The roof that collapsed in Cork’s Kent Station was inspected and passed as safe last January.
Iarnród Éireann confirmed that the full annual inspection of the station was carried in January and that no issues were identified as needing repair or follow up.
Dozens of rail passengers cheated death by seconds on Wednesday when a freak “mini-tornado” squall destroyed a huge section of the station roof just after a loaded train pulled out.
One woman was injured when a 400m section of roof over platforms 1 and 2 collapsed during high winds just after 3pm. Two people were treated for shock.

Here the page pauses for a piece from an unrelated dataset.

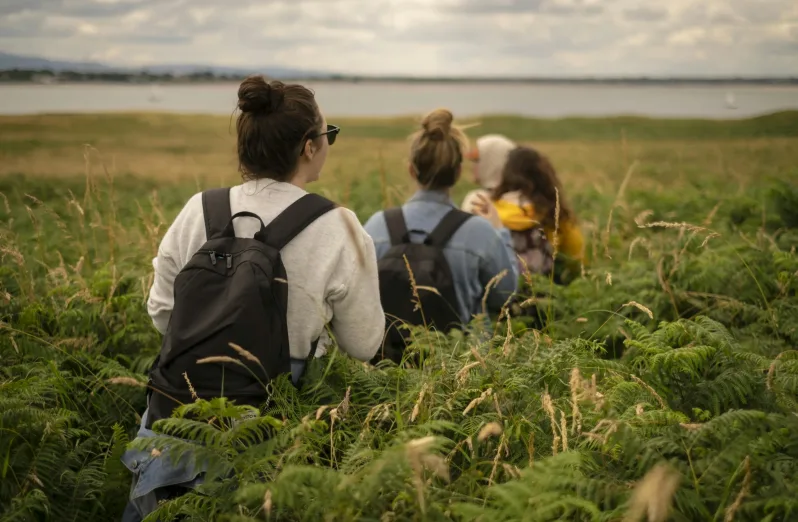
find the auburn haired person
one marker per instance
(262, 267)
(529, 196)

Iarnród Éireann spokesman Barry Kenny said the two platforms were likely to be out of operation for two to three weeks and the investigation into the roof collapse is likely to take “a number of months”.
“We have metallurgists on site today,” he said. “A full investigation is being carried out into the cause of the roof collapse. Obviously, the immediate cause was due to the extreme localised weather conditions at the time, but we will be carrying out a full investigation to see if there were any underlying factors.”

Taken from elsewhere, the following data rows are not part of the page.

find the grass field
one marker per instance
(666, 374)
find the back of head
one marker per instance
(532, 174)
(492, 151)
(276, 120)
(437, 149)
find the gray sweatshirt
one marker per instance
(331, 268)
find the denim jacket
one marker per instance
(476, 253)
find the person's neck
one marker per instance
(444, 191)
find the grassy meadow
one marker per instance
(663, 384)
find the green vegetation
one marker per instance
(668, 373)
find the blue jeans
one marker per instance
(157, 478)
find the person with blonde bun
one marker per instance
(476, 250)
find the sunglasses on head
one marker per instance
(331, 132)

The independent Rail Accident Investigations Unit is carrying out a preliminary investigation.
The station was closed for several hours following the incident, causing severe disruption to commuter and inter-city rail services, with bus transfers in operation.

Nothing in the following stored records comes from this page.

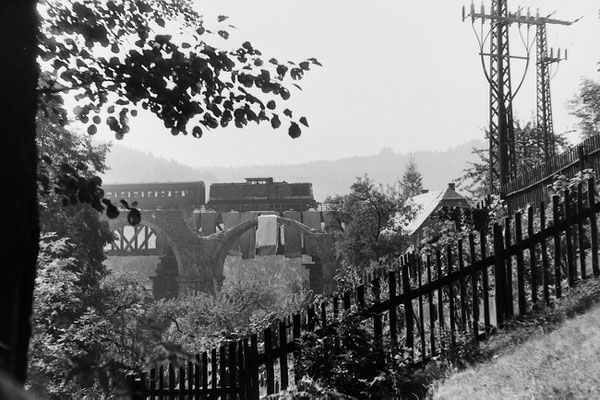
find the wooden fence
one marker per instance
(532, 188)
(418, 306)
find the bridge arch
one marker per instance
(228, 237)
(116, 224)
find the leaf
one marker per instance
(92, 130)
(314, 61)
(112, 211)
(281, 70)
(296, 73)
(134, 217)
(275, 122)
(294, 130)
(197, 132)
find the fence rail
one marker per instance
(532, 188)
(419, 305)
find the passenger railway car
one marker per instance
(258, 194)
(153, 195)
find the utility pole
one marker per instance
(544, 105)
(502, 137)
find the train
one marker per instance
(255, 194)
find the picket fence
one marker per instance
(532, 187)
(417, 306)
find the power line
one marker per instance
(501, 131)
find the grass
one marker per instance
(549, 354)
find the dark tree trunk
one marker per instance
(18, 161)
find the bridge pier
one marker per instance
(190, 263)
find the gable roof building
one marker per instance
(428, 203)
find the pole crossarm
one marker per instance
(502, 150)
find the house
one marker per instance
(428, 204)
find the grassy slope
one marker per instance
(552, 354)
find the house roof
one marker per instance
(427, 203)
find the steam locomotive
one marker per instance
(255, 194)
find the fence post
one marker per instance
(408, 316)
(581, 156)
(136, 387)
(593, 225)
(500, 281)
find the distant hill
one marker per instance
(437, 168)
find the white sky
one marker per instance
(398, 74)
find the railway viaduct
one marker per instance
(191, 262)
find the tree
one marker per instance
(185, 84)
(586, 106)
(411, 183)
(529, 149)
(368, 222)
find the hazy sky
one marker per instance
(398, 74)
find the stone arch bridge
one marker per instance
(191, 262)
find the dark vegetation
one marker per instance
(87, 330)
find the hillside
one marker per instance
(328, 177)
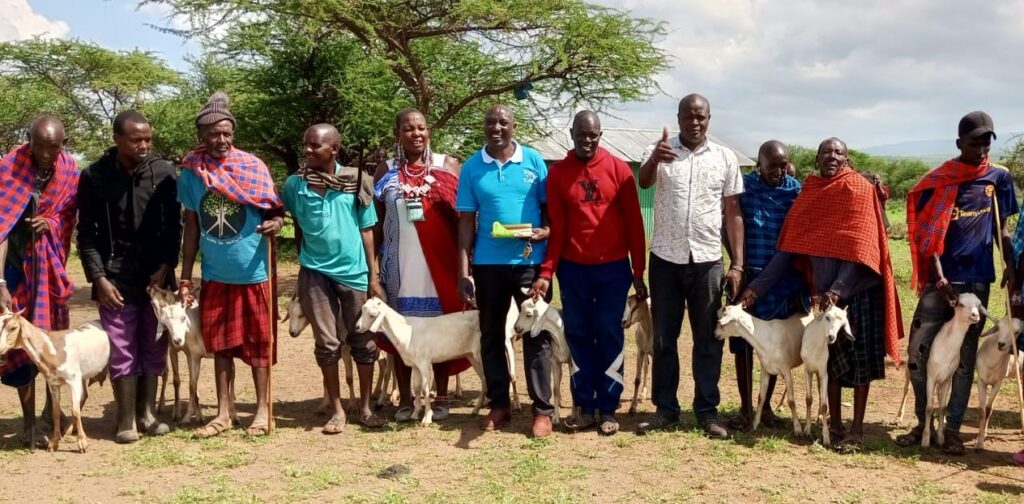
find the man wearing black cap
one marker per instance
(950, 224)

However, a full service operated from yesterday morning and the closure of the two platforms is not expected to significantly impact the schedule.
Gardaí last night said the lower Glanmire Rd, which runs along the front of the station, will be open today, though they said the forecasted strong winds could necessitate that decision to be revisited.
Meanwhile, around 4,000 homes and businesses were without power last night after storm-force winds battered the country. The ESB said network crews were working to restore supplies.
A weather warning remains in place for almost the entire country.